De belofte van de natie als huis is daarmee niet alleen overambitieus, ze leidt ook steevast tot uitsluiting. In plaats van dat politieke discussies over, bijvoorbeeld, minderheidsrechten of activisme besproken worden in een vocabulaire van democratische rechten en plichten draaien deze discussies plots om de gevoelens van huiselijkheid van ‘de gewone Nederlander’. Hijabs in het straatbeeld? De huidskleur van Zwarte Piet wijzigen? Daar gaat ons thuisgevoel!

De metafoor van Nederland als huis plaatst ook migratiediscussies altijd in een context van gastheren, gasten en gastvrijheid: wie mag er in ons huis logeren? Het verbaast dan ook niet dat de bbb stelt dat er een acute asielstop moet komen, omdat ‘ons éigen familieleven wordt aangetast door onze gastvrijheid’. Nu hangen de rechten die asielzoekers en vluchtelingen hebben zodra ze in Nederland aankomen niet af van (al dan niet) aanwezige gevoelens van gastvrijheid, maar van mensenrechten en de democratische rechtsstaat. Het beeld van Nederland als huis – met een logeerkamer voor migranten – helpt ons daarom weinig verder bij het beter begrijpen van het migratievraagstuk, zeker als het asiel betreft.

De kleur van Zwarte Piet wijzigen? Daar gaat ons thuisgevoel!

Dit lijkt de bbb niet te deren. Laten we het Vluchtelingenverdrag uit 1951 aanpassen, stellen ze, dan máken we van Nederland een huis. Hun migratiestandpunten porren daarmee – net als hun stikstofvoorstellen – vol bravoure in de chronische spanning tussen rechtsstaat en democratie die iedere democratische rechtsstaat kent. Waarom is ‘omdat de rechter het zegt’ een argument? Waarom kunnen wij Europese regelgeving of mensenrechtenverdragen niet veranderen?
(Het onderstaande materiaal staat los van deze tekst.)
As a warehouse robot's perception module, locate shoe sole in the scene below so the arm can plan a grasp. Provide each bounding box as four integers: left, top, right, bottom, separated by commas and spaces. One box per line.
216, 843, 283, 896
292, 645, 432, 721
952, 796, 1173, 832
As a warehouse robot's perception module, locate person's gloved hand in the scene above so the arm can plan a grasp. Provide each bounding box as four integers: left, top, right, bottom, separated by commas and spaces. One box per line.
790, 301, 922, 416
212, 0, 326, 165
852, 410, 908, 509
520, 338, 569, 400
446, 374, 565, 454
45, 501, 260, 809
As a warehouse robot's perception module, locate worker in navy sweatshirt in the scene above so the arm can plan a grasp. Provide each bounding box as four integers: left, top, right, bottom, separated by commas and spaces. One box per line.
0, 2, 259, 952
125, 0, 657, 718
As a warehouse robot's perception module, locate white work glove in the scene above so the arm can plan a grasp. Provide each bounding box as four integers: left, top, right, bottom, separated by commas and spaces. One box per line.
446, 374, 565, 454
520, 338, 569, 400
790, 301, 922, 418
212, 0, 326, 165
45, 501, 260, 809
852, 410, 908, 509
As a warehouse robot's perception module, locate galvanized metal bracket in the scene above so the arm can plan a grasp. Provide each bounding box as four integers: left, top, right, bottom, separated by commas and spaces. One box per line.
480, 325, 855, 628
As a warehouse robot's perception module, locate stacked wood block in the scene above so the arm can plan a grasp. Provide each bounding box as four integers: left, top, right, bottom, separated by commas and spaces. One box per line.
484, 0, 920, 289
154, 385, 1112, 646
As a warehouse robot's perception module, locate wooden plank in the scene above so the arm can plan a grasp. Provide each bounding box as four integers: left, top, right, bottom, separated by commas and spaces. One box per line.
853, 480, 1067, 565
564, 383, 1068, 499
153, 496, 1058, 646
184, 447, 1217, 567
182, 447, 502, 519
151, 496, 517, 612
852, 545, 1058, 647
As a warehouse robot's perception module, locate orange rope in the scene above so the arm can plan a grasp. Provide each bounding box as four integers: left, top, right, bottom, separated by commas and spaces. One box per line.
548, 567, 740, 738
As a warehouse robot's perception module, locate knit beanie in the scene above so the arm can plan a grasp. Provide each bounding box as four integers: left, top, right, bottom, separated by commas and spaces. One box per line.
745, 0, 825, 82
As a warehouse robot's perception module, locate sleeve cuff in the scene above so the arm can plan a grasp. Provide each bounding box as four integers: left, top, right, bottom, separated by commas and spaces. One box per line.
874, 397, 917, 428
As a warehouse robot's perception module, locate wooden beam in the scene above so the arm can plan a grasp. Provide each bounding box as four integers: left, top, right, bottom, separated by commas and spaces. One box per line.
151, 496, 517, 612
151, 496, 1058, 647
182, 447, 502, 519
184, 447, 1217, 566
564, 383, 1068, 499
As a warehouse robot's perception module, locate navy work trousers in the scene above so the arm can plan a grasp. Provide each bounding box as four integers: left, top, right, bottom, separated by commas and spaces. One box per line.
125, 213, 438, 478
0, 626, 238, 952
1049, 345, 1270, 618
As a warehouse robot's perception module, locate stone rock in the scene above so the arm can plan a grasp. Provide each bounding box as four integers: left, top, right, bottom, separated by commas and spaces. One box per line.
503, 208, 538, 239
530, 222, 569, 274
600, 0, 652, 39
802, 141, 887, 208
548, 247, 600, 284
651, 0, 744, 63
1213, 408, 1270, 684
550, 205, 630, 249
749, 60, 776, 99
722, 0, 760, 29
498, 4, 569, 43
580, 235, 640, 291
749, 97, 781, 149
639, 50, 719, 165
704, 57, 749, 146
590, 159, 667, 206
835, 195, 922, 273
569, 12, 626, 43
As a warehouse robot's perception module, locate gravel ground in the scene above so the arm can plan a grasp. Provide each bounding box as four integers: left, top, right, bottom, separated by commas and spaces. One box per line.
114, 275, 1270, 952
De politieke tegenstanders van Caroline van der Plas zullen in de komende tijd moeten toegeven dat het uiteraard mogelijk is – en soms terecht kan zijn – verdragen en EU-regels te wijzigen, tenminste, als grote meerderheden dat echt willen. Maar simpel is het niet en het zal ook zeker niet binnenkort lukken. Het huidige vluchtelingenrecht is bijvoorbeeld verankerd in de kernverdragen van de EU. Een relevante vraag is daarom: hoe wil de bbb de juridische kaders gaan wijzigen? Gezien het vigerende recht zullen hun standpunten op de korte termijn niets opleveren, want de rechter zal ingrijpen als regels en rechten geschonden worden. En zonder praktische strategie blijven de belangrijkste beloften van de partij ook op de lange termijn lege hulzen.

Tegelijkertijd zal het niet werken om uitsluitend te benadrukken dat rechtsregels veranderen bewerkelijk kan zijn (noch om direct te capituleren, zoals het cda doet). De huidige tijd vraagt om bevlogen visies waarom klimaatbeleid, stikstofregels en vluchtelingenrecht waardevol zijn, terwijl perspectief en compensatie geboden worden aan mogelijk benadeelden. We voldoen niet aan regels omdat het regels zijn – dat is om veel redenen een armetierige gedachte – maar omdat we ooit om goede redenen met ze instemden.